Dipnotlar                  :
1 MUAFİYET - MADDE 5- 
Kurul, aşağıda belirtilen şartların tamamının varlığı halinde ilgililerin talebi üzerine teşebbüsler arası anlaşma, uyumlu eylem ve teşebbüs birlikleri kararlarının 4 üncü madde hükümlerinin uygulanmasından muaf tutulmasına karar verebilir:

a) Malların üretim veya dağıtımı ile hizmetlerin sunulmasından yeni gelişme ve iyileşmelerin ya da ekonomik veya teknik gelişmenin sağlanması,

b) Tüketicinin bundan yarar sağlanması,

c) İlgili piyasanın önemli bir bölümünde rekabetin ortadan kalkmaması,

d)Rekabetin (a) ve (b) bentlerindeki amaçları elde edilmesi için zorunlu  olandan fazla sınırlanmaması.
Muafiyet kararları en çok beş yıl için verilir.
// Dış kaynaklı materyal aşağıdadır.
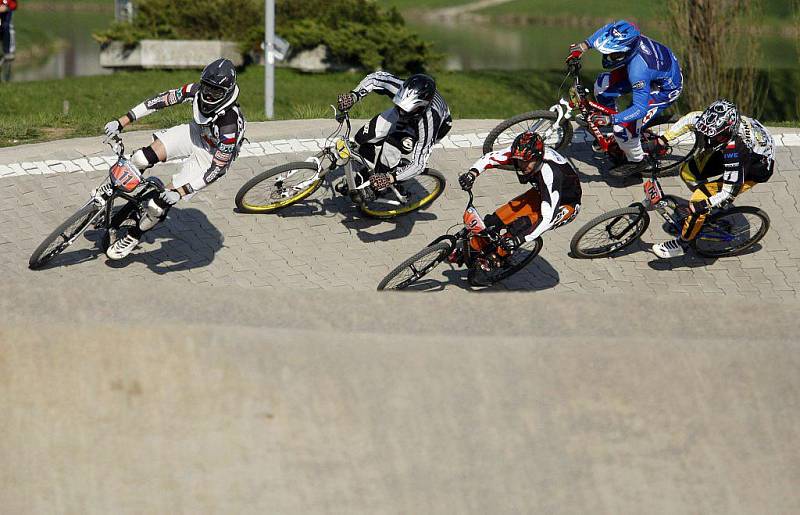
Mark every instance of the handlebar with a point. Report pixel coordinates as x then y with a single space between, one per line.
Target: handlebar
116 144
574 67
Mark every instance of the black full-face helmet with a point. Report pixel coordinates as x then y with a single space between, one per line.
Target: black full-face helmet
718 124
415 95
528 147
218 89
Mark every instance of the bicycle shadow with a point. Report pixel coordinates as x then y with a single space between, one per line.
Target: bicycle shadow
692 260
582 152
187 239
399 227
538 275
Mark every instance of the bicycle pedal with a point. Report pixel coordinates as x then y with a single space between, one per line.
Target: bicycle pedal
341 188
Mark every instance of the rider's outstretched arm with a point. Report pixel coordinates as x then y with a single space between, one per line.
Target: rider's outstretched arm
383 83
168 98
496 159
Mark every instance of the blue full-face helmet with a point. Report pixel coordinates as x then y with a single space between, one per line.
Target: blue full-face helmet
617 42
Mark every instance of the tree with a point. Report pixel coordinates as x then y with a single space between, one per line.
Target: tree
718 49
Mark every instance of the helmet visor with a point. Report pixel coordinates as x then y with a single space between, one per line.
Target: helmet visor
211 94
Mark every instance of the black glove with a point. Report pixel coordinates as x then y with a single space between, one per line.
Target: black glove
467 179
380 181
599 119
509 244
700 208
346 101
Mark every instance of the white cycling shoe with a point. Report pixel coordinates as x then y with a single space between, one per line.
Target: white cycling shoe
671 248
122 247
151 216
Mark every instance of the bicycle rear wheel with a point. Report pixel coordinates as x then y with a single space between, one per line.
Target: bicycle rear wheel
420 191
64 235
535 121
518 260
731 232
609 232
278 187
416 267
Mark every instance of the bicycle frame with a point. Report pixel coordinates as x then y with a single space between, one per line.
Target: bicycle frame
579 100
656 200
341 153
115 192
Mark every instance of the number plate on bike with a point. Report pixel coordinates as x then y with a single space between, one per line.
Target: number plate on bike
125 176
653 191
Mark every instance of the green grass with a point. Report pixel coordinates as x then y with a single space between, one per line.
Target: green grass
614 9
33 111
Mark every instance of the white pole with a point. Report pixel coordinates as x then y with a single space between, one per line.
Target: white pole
269 61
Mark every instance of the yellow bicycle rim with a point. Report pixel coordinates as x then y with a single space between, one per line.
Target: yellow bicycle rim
266 208
406 208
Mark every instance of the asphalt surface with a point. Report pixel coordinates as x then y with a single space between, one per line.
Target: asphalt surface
245 364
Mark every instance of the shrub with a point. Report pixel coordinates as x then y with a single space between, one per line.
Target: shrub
358 33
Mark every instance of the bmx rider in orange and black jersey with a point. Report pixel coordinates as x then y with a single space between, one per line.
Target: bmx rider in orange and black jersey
553 200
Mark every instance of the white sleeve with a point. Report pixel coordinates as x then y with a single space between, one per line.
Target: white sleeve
494 159
379 82
550 200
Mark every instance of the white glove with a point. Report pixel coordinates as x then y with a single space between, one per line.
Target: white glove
113 128
170 197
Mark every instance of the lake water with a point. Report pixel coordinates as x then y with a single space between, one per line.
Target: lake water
466 46
475 47
78 53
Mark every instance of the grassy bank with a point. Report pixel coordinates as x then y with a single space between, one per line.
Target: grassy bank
45 110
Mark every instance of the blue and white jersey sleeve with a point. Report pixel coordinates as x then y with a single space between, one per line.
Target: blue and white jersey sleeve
591 40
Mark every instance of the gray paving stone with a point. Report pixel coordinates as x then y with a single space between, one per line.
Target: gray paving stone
206 242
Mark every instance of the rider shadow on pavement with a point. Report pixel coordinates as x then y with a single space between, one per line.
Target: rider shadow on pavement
186 240
584 154
538 275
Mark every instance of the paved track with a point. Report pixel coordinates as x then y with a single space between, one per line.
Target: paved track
325 244
236 400
243 364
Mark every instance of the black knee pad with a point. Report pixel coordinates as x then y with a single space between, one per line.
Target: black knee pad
145 160
150 155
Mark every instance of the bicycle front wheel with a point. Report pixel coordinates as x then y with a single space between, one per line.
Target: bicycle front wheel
64 235
419 192
416 267
609 232
731 232
278 187
534 121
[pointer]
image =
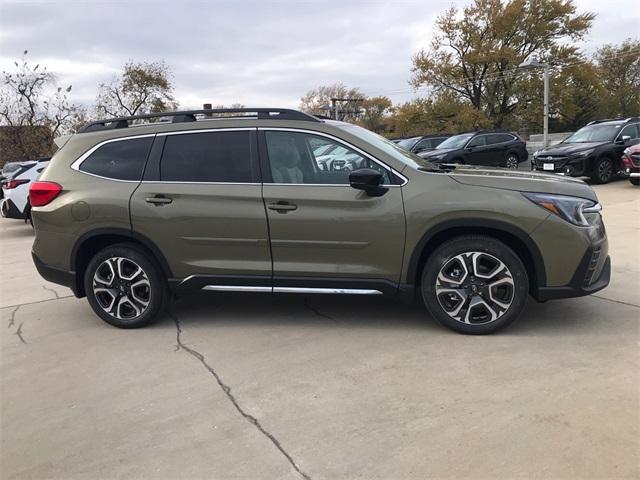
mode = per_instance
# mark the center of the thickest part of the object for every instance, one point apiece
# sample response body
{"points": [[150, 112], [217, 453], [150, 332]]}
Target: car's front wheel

Muafiyetin verilmesi belirli şartların ve/veya belirli yükümlülüklerin yerine getirilmesine bağlanabilir. Kurulca verilen muafiyet süresi sona erdiğinde muafiyet şartları halen devam ediyorsa ilgili tarafların başvurusu üzerine muafiyet kararı yenilenebilir.

Kurul, birinci fıkrada gösterilen şartların gerçekleşmesi halinde belirli konularda anlaşma türlerine bir grup olarak muafiyet tanınmasını sağlayan ve bunların şartlarını gösteren tebliğler çıkarabilir.

2  Bu haller, özellikle şunlardır:

a) Mal veya hizmetlerin ALIM YA DA SATIM FIYATININ, FIYATI OLUŞTURAN MALIYET, KÂR GIBI UNSURLAR ILE, HER TÜRLÜ ALIM YAHUT SATIM ŞARTLARININ TESPIT EDILMESI,

b) Mal veya hizmet piyasalarının bölüşülmesi ile her türlü piyasa kaynaklarının veya unsurlarının paylaşılması ya da kontrolü,

c) Mal veya hizmetin arz ya da talep miktarının kontrolü veya bunların  piyasa dışında belirlenmesi,

d) Rakip teşebbüslerin faaliyetlerinin zorlaştırılması, kısıtlanması veya piyasada faaliyet gösteren teşebbüslerin boykot ya da diğer davranışlarla piyasa dışına çıkartılması yahut piyasaya yeni gireceklerin engellenmesi,

e) Münhasır bayilik hariç olmak üzere, eşit hak, yükümlülük ve edimler için eşit durumdaki kişilere farklı şartların uygulanması,

f) Anlaşmanın niteliği veya ticari teamüllere aykırı olarak, bir mal veya hizmet ile birlikte diğer mal veya hizmetin satın alınmasının zorunlu kılınması veya aracı teşebbüs durumundaki alıcıların talep ettiği bir malın ya da hizmetin diğer bir mal veya hizmetin de alıcı tarafından teşhiri  şartına bağlanması ya da arz edilen bir mal veya hizmetin tekrar arzına ilişkin şartların ileri sürülmesi,

3 Bir veya birden fazla teşebbüsün ülkenin bütününde ya da bir bölümünde bir mal veya hizmet piyasasındaki hakim durumunu tek başına yahut başkaları ile yapacağı anlaşmalar ya da birlikte davranışlar ile kötüye kullanması aykırı ve yasaktır.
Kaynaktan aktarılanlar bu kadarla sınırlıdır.